Abstumpfung und Verrohung - ein Thema der Medienethik?!
(Hinter-)Gründe, Beispiele und konkrete Tipps für den Umgang mit diesem Phänomen im Unterricht werden aufgezeigt.
Bei der Vermittlung von Medienkompetenz taucht unweigerlich die Frage nach den Risiken und Gefahren auf, die durch die Nutzung digitaler Medien entstehen. Im Unterricht kann hier wertvolle Präventionsarbeit geleistet werden. Hierbei bietet die Auseinandersetzung mit dem Begriff der „digitalen Ethik“ sowie mit den „10 Geboten der digitalen Ethik“ eine Grundlage, von der ausgehend unter anderem mediale Gefahren und Risiken thematisiert werden können.
Der folgende Beitrag kategorisierte die Risiken in drei Bereiche: „Aggression/ Gewalt sowie Sexualität und Werte“. Es wird ein kurzer Überblick über die aktuelle Datenlage zum Medienkonsum von Kindern und Jugendlichen sowie der daraus entstehenden Risiken gegeben. Bezogen auf diese Ergebnisse lassen sich drei ethische Fragestellungen ableiten. Als Abschluss finden sich Hinweise zu Materialien, die verdeutlichen, wie diese Fragestellungen im Unterricht aufgegriffen und behandelt werden können.
Ein äußerst umfassendes und etabliertes Konzept zur Einordnung digitaler Risiken ist auf Livingstone u.a. zurückzuführen. Es handelt sich um das so genannte „3-C-Modell digitaler Risiken“, welches auf das „4-C-Modell“ erweitert wurde (vgl. Biesel u.a., 2023; Livingstone/Stoilova, 2024; Livingstone u.a. 2024; Schaumburg, 2024).
Das „4-C-Modell“ unterscheidet vier Bereiche der Risikoentstehung.
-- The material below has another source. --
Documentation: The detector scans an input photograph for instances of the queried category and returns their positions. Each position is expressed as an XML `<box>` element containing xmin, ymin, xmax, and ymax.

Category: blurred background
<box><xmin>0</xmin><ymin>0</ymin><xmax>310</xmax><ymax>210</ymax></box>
Content: Kinder/ Jugendliche als empfangende Personen
Contact: Kinder/ Jugendliche als teilnehmende Personen
Conduct: Kinder/ Jugendliche als handelnde Personen
Contract: Kinder/ Jugendliche als Vertragspartnerinnen und Vertragspartner
Des Weiteren wird zwischen folgenden Risikoarten unterschieden:
Aggression/ Gewalt
Sexualität
Werte
Somit nimmt das Modell eine große Bandbreite an möglichen Risiken in den Blick.
Durch eine wachsende Mediatisierung verlagert sich die Erfahrungswelt von Kindern und Jugendlichen zunehmend in das Internet und analoge sowie digitale Erfahrungen und Lebenswelten lassen sich nicht mehr getrennt voneinander betrachten (vgl. Bieß/ Stapf 2023).
Die Daten der JIM-Studie (2023) sowie der KIM-Studie (2022) untermauern die Aussage einer veränderten und digitalisierten Lebenswelt von Kindern und Jugendlichen:
Die JIM-Studie liefert zum Medienkonsum Jugendlicher folgende Daten:
96% aller befragten Jugendlichen besitzen ein Smartphone.
93% aller befragten Jugendlichen nutzen das Smartphone täglich/ mehrmals in der Woche.
Das Smartphone belegt bei den benutzten Geräten Platz 1.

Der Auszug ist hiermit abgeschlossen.